The mixture is shaped into egg size portions, put into plastic bags and left to sit in the tropical heat for 3 days. That is not nearly long enough to kill the parasites, which die only after at least six months of fermentation.
The villagers in this poverty-stricken farming community are passionate about their food, especially the traditional varieties of fermented fish that one aficionado describes tasting like heaven but smelling like hell.
For the past three decades Dr. Banchob Sripa, the head of the tropical disease research laboratory at Khon Kaen University, has led an unsuccessful campaign against the parasite, known as a liver fluke and which is also endemic in Cambodia, Laos, Vietnam, parts of China, the Korean Peninsula and Siberia.
Transmitted through feces, the parasites thrive in rural areas without proper sanitation, and they rely on snails, fish, cats and humans as hosts.

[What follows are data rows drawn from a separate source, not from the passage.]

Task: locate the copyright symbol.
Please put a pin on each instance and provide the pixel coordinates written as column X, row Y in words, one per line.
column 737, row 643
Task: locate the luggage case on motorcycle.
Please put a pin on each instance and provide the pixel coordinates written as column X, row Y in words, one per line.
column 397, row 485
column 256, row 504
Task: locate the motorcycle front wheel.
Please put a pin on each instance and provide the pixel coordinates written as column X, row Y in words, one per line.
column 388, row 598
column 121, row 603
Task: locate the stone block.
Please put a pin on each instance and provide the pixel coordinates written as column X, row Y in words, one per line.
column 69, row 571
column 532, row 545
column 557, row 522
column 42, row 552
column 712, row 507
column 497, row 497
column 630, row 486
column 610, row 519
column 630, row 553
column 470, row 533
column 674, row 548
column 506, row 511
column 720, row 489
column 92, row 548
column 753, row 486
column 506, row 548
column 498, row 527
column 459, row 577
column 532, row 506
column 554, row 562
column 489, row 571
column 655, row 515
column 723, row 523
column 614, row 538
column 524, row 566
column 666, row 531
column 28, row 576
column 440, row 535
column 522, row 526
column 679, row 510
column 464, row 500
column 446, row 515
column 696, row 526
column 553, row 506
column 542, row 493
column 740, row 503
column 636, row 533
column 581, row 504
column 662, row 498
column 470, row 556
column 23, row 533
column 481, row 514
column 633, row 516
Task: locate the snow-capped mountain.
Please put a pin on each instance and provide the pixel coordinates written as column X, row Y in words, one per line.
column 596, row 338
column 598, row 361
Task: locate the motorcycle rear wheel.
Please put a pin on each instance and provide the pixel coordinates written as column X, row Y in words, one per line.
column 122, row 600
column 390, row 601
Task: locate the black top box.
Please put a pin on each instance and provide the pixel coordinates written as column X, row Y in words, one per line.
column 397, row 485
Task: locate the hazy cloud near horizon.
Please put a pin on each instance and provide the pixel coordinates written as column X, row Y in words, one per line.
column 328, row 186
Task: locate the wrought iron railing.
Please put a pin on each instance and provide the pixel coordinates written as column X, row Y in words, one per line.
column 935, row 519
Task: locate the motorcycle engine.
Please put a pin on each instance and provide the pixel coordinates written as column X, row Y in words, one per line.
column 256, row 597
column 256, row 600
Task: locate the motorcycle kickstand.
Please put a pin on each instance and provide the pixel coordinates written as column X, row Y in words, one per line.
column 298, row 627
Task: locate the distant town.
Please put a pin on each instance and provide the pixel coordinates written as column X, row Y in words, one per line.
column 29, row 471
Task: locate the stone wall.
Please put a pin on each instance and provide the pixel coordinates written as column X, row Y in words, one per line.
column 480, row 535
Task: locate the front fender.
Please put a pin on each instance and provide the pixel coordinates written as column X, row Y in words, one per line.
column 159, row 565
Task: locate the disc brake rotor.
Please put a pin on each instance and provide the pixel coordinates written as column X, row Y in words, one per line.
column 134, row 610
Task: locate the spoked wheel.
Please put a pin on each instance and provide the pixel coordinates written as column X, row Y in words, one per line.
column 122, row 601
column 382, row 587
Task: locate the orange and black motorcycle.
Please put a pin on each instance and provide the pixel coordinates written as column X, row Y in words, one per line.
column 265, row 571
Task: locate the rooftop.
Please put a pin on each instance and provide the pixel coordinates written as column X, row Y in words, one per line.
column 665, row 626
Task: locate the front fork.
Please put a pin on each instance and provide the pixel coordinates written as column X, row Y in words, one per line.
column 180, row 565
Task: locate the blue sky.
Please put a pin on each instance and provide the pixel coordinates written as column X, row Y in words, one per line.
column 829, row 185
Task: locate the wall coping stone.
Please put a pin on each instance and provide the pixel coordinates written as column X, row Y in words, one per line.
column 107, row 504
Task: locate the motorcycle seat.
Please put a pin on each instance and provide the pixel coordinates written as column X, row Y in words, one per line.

The deadly effects of eating parasite-infected raw fish accumulate over decades. Somewhere between 1 percent and 5 percent of people infected with the parasites contract liver cancer.
The deadly cancer is relatively uncommon in most parts of the world but represents the majority of the 70 liver cancer deaths a day in Thailand, according to Dr. Banchob.
Cooking the fish would eliminate the risk of infection. But the battle against liver flukes is being undermined in Thailand by a deeply ingrained love of the sour and smoky tasting fermented dishes that generations of villagers have relished.
Some villagers cannot break the habit and has preferred to take the risk by traditionally eating it raw, despite telling them to either boil or cook it said Nutcharin Yanarangsri, a volunteer at health clinic.